By Jerry LaMartina
The Shawnee City Council approved paying Burlington Northern Santa Fe Railroad nearly $169,400 to install signals and gates for a quiet zone at 7315 Martindale Road.
Assistant Public Works Director Caitlin Gard wrote in a memo dated Monday to City Manager Carol Gonzales that city staff had worked with BNSF, the Kansas Department of Transportation and the Federal Railway Administration (FRA) to create recommendations for silencing train horns at all city railroad crossings. City staff had presented a prioritization schedule for this effort at a council committee meeting in June 2015. The council approved final plans on March 27, 2017.
The city hired a contractor earlier this year to install a raised road median for $125,000 as part of the project at 7315 Martindale and approved the payment in May, Gard said Tuesday. Installation of the signals and gates is the final step to implement the quiet zone there. Gard said that BNSF started that installation Oct. 2 “and won’t pull off until it’s complete.”
Also in line for quiet zones are crossings at 55th Street and Johnson Drive, 59th street east of Woodland and 75th Street and Martindale, Gard said.
A city report on train horns dated Dec. 30, 2014, details concerns about the volume and frequency of train horns. The FRA passed a ruling in April 2005 requiring horns to be sounded at every public crossing, according to the report. The ruling overrides state law and railroads’ standard operating procedures.
Also from the report:
- The FRA ruling also allowed communities to apply for and establish railroad quiet zones when supplemental safety measures are used to offset the safety risk from removing train horns. The FRA maintains that train horns are the most effective single safety device for at-grade railroad crossings.

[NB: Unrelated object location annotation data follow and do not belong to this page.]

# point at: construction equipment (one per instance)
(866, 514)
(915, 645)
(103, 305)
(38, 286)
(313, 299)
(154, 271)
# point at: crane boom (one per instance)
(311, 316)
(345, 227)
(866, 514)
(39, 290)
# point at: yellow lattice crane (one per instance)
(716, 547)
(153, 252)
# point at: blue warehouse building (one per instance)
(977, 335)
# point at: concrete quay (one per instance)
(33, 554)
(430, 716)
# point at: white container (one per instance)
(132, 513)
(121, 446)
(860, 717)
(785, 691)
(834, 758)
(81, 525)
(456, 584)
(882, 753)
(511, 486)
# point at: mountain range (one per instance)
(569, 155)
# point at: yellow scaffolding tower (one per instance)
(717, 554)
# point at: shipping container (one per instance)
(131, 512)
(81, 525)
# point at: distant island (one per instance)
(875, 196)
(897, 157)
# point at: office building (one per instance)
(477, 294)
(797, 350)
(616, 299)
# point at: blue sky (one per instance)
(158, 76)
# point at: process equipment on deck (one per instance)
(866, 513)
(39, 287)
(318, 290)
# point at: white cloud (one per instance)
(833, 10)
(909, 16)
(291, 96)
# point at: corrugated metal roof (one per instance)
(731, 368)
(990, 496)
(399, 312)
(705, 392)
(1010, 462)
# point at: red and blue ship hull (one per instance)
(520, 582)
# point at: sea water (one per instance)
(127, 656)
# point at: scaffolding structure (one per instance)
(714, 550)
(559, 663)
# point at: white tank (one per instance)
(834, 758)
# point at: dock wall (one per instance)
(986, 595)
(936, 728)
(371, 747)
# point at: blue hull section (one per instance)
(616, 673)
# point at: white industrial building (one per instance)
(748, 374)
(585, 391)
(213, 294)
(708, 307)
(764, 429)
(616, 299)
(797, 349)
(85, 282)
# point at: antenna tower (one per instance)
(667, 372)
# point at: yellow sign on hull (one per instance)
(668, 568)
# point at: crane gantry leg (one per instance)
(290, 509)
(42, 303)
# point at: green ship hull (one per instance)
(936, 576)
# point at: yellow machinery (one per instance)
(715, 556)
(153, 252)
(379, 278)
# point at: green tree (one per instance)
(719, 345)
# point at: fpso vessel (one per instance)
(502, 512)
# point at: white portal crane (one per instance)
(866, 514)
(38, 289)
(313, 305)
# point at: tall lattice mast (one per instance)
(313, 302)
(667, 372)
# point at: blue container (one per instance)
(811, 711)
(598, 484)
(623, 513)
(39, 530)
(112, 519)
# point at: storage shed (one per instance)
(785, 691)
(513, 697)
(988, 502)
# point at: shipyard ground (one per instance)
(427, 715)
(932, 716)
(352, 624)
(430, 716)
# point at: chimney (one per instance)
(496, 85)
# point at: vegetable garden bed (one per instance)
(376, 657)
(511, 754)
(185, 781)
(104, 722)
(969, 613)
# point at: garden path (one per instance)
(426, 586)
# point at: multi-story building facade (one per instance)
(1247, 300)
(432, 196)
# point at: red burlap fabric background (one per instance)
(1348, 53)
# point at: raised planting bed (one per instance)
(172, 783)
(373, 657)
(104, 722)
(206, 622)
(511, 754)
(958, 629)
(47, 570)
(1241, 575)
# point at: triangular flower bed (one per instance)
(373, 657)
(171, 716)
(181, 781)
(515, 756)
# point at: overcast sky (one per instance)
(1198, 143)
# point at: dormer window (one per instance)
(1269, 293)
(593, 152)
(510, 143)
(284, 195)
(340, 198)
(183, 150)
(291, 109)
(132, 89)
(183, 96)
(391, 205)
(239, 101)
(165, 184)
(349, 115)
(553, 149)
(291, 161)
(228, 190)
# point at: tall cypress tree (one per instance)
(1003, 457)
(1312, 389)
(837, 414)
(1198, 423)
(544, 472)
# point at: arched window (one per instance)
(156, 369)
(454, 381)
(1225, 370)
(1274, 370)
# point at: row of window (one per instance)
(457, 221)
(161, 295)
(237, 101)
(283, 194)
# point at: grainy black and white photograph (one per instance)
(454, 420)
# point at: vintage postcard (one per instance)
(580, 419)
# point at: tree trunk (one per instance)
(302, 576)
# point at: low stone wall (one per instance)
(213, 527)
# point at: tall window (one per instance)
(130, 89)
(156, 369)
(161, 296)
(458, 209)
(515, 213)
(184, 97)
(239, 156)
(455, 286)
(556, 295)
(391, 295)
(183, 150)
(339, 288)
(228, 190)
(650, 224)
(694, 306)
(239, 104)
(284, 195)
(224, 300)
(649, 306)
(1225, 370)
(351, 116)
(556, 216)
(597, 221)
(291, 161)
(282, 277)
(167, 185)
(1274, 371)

- Those supplemental safety measures typically comprise gates, medians, flashing lights, alarms, fail-safe monitoring and battery back-up power systems.
- A quiet zone is defined as a section of at least half a mile of rail line with one or more consecutive public crossings at which locomotive horns aren’t routinely sounded.
- Private-crossing maintenance for existing crossings typically is the responsibility of the railroad company whose lines the crossings provide access across. The city maintains no private railroad crossings.
- FRA quiet zones can include private crossings, but BNSF requires private-crossing owners to enter into an agreement with it to indemnify it from liability. The city is not a party in private-crossing agreements and can’t change them.